Fred,
Time moves differently here at Ocean Vista Rehab. The calendar says I’ve only been here for a couple of weeks, but it feels like an eternity of that movie Groundhog Day; endless days of meds, PT, and sitting around. That’s the worst part, the sitting and waiting. I feel like I’m crawling out of my skin and I can’t stand my own helplessness. It makes me want to hurl and scream. And hurl again.
They say I’m making progress, but not enough to release me this week like they were supposed to. They said the insurance company approved another three weeks and I have a bad feeling there might be even more time here on the other side.
On one hand, I’m glad to have unfettered access to painkillers, but I don’t know how much more I can take it. Everything is whirling into itself like a smoothie in slow motion and I think all that TV might be burning holes into my retinas.
It helps to have distractions. I need more distractions. What I really want is to get outside on my own. A nurse will sometimes roll me along the cement paths that go by the garden. But I long to walk on my own again and far, far away from anyone else in this insane asylum. I wanna keep walking until I hit water.
There is one salvation — the puzzle group that Rosie introduced me to the other day.
It’s run by a youngish (I don’t know, 35? 45? 48?) guy named Brady. He’s a real nervous sort. Shaky. Looking towards the door like he’s expecting someone else to show up.
Actually, I don’t know if he runs it as much as he’s just always in that room, puzzling, and people decided to join him. The nurse manning the desk there always has a “Soothing Sounds Collection” CD on full tilt, so nobody can really talk. It’s more meditative than that bogus class The Director runs, that’s for damn sure.
Of course, you know that Rosie has been dragging me back to that meditation class every week. I’ve told her I have no interest, and that she’s fully capable of going on her own, but for some stupid reason, she can’t get herself to do it. Maybe that’s why she’s here – she’s incapable of doing anything on her own.
That’s a little harsh, but that woman will do anything to bring attention to herself, especially from The Director, short of throwing herself in front of a train. But you know she’d threaten to do it. You know, I don’t even understand why Rosie is here. She goes to all the regular appointments, and the exercise classes, and the social events, but as far as I can tell, she could live independently.

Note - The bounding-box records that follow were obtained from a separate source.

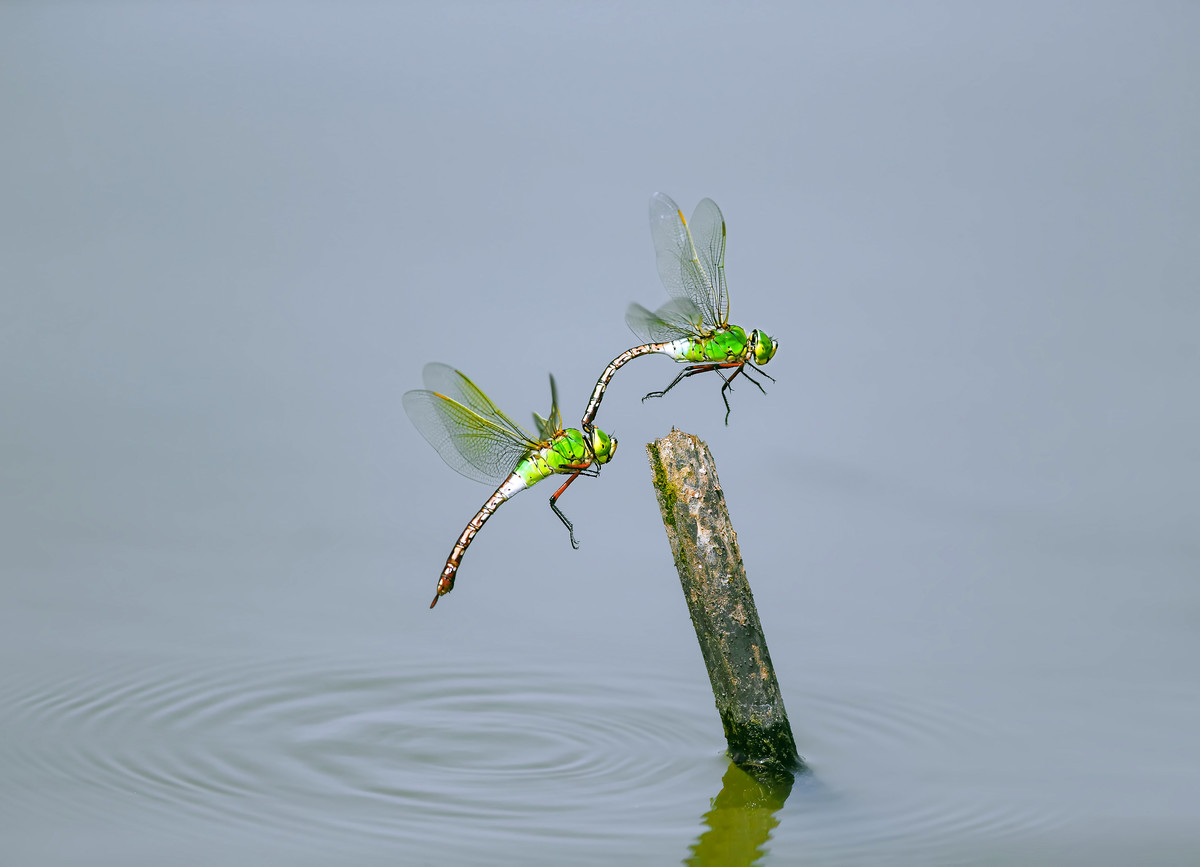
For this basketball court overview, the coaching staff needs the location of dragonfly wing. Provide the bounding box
[625,298,704,343]
[421,361,533,440]
[688,198,730,325]
[402,389,536,483]
[650,192,724,328]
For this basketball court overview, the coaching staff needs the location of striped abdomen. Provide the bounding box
[430,473,529,608]
[580,337,696,427]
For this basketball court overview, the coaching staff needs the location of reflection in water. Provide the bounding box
[0,658,1070,865]
[684,761,796,867]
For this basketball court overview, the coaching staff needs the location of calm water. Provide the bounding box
[0,2,1200,867]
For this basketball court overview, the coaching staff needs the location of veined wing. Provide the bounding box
[533,373,563,442]
[688,198,730,325]
[401,389,538,482]
[625,298,706,343]
[421,361,533,440]
[650,192,727,328]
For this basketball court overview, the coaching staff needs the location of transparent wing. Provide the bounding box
[401,389,536,482]
[688,198,730,325]
[533,373,563,442]
[421,361,533,440]
[625,298,704,343]
[650,192,725,328]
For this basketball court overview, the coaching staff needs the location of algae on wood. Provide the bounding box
[646,430,803,769]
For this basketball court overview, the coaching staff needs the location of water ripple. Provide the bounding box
[0,659,1070,861]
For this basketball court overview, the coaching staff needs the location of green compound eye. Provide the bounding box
[754,331,779,364]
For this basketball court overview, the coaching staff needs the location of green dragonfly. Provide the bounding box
[580,192,779,430]
[403,363,617,608]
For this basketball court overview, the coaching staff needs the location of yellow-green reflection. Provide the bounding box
[684,761,794,867]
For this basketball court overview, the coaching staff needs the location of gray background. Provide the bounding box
[0,2,1200,851]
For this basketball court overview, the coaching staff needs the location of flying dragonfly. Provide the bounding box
[402,363,617,608]
[580,192,779,430]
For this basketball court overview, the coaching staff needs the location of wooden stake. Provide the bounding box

I tried asking about it, and before you chide me, I was VERY NICE about it! I just asked her how the PT staff here was and if they helped her recover from her injury (of which there is no sign of now).

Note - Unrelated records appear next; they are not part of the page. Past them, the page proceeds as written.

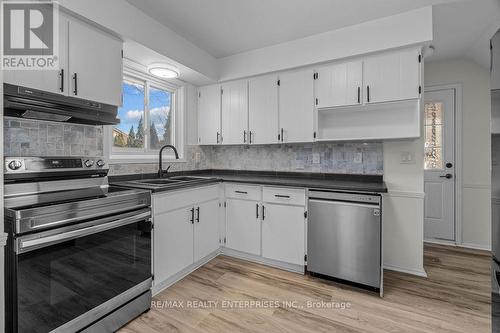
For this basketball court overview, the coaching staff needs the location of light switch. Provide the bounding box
[353,152,363,163]
[313,153,321,164]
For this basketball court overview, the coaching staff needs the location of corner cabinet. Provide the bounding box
[4,14,123,106]
[198,85,221,145]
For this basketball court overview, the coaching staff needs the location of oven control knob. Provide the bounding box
[8,160,23,170]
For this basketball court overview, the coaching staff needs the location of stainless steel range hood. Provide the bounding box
[4,83,120,125]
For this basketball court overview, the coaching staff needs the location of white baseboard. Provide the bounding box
[384,265,427,278]
[152,248,221,296]
[221,247,304,274]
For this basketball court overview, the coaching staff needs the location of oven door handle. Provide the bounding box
[16,212,151,254]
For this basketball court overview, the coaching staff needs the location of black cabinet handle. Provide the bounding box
[59,69,64,92]
[73,73,78,96]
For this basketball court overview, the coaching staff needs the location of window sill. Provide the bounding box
[109,155,186,164]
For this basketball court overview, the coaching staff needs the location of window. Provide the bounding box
[424,103,443,170]
[110,76,182,160]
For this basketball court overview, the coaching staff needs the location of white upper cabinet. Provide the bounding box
[69,20,123,105]
[248,75,279,144]
[279,69,314,142]
[198,85,221,145]
[314,60,363,108]
[3,15,69,95]
[221,81,249,145]
[4,14,123,106]
[363,48,421,103]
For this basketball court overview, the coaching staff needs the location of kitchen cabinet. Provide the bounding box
[198,85,221,145]
[261,187,306,265]
[314,60,363,108]
[279,69,314,143]
[248,75,279,144]
[226,198,261,255]
[153,207,193,282]
[68,20,123,105]
[363,48,422,103]
[262,203,305,265]
[4,14,123,106]
[194,199,220,261]
[221,81,249,145]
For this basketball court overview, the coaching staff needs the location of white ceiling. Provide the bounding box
[127,0,458,58]
[427,0,500,67]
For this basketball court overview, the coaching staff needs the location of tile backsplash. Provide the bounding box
[4,117,103,156]
[4,117,383,175]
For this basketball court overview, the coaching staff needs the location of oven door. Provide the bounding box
[10,208,152,332]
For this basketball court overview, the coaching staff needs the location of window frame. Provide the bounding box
[103,68,185,164]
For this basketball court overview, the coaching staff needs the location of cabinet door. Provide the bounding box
[315,61,363,108]
[248,75,279,144]
[279,70,314,142]
[222,81,248,144]
[153,208,193,283]
[262,204,305,265]
[226,199,260,255]
[3,15,69,95]
[198,85,221,145]
[194,200,220,261]
[363,49,420,103]
[69,20,123,105]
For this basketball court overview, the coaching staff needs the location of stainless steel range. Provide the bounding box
[4,157,152,332]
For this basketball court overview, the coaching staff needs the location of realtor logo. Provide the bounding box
[2,1,59,70]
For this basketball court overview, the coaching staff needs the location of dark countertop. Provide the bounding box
[109,170,387,193]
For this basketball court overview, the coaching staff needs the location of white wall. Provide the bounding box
[425,59,491,249]
[217,6,432,81]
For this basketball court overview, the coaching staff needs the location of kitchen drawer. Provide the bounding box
[153,185,219,215]
[262,187,306,206]
[226,184,262,201]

Let me tell you what, she got snippy with me about it! She said something like, that’s none of your business! I have a whole personal care team here that I would die without, yada yada yada. She even stopped talking to me for a whole day, until she remembered that she can’t go anywhere on her own.
So that’s something to keep in my hat for when she drives me nuts again.

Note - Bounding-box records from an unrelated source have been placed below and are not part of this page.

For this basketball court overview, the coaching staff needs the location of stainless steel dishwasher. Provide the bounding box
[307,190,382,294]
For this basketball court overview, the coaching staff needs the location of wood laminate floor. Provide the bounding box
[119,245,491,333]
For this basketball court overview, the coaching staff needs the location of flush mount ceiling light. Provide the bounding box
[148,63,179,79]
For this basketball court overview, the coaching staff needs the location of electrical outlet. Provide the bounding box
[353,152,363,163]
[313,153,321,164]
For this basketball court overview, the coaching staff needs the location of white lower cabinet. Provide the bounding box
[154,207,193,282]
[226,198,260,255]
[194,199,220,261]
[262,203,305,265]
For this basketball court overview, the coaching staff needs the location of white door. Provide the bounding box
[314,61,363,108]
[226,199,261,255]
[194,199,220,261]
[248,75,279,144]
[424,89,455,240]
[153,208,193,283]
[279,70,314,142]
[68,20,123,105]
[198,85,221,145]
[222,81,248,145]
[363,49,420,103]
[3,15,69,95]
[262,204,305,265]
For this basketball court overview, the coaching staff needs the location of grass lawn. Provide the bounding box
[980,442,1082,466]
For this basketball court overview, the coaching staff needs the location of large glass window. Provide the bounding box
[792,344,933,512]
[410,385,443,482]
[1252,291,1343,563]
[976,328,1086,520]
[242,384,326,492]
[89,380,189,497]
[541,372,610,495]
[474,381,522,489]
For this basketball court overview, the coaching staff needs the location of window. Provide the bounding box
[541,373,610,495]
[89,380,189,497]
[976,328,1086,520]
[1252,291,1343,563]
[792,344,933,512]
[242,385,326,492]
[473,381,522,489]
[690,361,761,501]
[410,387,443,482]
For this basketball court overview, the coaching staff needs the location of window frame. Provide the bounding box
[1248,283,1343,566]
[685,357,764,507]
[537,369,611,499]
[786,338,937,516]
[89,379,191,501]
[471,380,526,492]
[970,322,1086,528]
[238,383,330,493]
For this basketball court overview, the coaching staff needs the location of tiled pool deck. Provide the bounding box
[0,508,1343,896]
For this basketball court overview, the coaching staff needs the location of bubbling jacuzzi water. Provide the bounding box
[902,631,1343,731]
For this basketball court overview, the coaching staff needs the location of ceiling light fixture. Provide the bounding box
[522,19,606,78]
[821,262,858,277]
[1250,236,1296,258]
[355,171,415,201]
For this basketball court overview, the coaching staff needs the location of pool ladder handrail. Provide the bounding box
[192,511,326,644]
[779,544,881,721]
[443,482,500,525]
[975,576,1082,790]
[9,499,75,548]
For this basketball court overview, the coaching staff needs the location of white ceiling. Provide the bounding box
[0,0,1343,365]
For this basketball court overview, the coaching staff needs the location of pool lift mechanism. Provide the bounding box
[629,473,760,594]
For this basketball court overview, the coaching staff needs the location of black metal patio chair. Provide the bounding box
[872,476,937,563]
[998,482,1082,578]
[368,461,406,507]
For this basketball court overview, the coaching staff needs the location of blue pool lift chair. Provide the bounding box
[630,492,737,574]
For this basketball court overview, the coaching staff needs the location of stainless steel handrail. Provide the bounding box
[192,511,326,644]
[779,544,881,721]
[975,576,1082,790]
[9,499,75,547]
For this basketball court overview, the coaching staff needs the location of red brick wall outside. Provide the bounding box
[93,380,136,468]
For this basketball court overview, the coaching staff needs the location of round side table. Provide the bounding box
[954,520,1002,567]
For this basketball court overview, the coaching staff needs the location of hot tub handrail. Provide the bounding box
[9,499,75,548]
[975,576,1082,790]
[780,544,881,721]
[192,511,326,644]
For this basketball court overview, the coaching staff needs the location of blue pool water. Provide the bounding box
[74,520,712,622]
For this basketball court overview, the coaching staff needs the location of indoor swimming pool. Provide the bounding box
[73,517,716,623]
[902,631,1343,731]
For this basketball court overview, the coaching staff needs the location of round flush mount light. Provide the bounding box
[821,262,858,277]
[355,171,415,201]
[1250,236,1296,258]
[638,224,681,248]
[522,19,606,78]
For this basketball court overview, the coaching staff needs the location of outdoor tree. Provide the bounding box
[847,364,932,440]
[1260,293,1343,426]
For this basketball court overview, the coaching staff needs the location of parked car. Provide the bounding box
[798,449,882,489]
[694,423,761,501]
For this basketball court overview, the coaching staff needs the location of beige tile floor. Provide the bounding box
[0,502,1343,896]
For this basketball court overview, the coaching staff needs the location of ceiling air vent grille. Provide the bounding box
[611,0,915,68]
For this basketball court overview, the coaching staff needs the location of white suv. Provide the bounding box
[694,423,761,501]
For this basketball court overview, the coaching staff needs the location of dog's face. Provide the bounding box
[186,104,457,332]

I do wonder about that Brady kid, though. It was like he was more shell-shocked than recovering from something in particular. I’ll have to ask my PT what kind of patients they have here. I thought this place was for physical recoveries, but I’ve seen enough stuff that makes me curious if they take people recovering from addictions and other stuff too – maybe mental episodes.
Can they do that? You’d think they’d need more specialty care to provide for that. I can promise you that meditation classes from The Director are certainly nothing special. Unless you’re a front row groupie like Rosie.
Well, keep me in your cold, dead thoughts, Fred. I gotta get moving again if it’s the last thing I do. I want to walk in those gardens before winter. Not that I’ll be here that long.
Heck, by then I might be joining the Olympic team for speedwalking. Unless they have speedcrawling?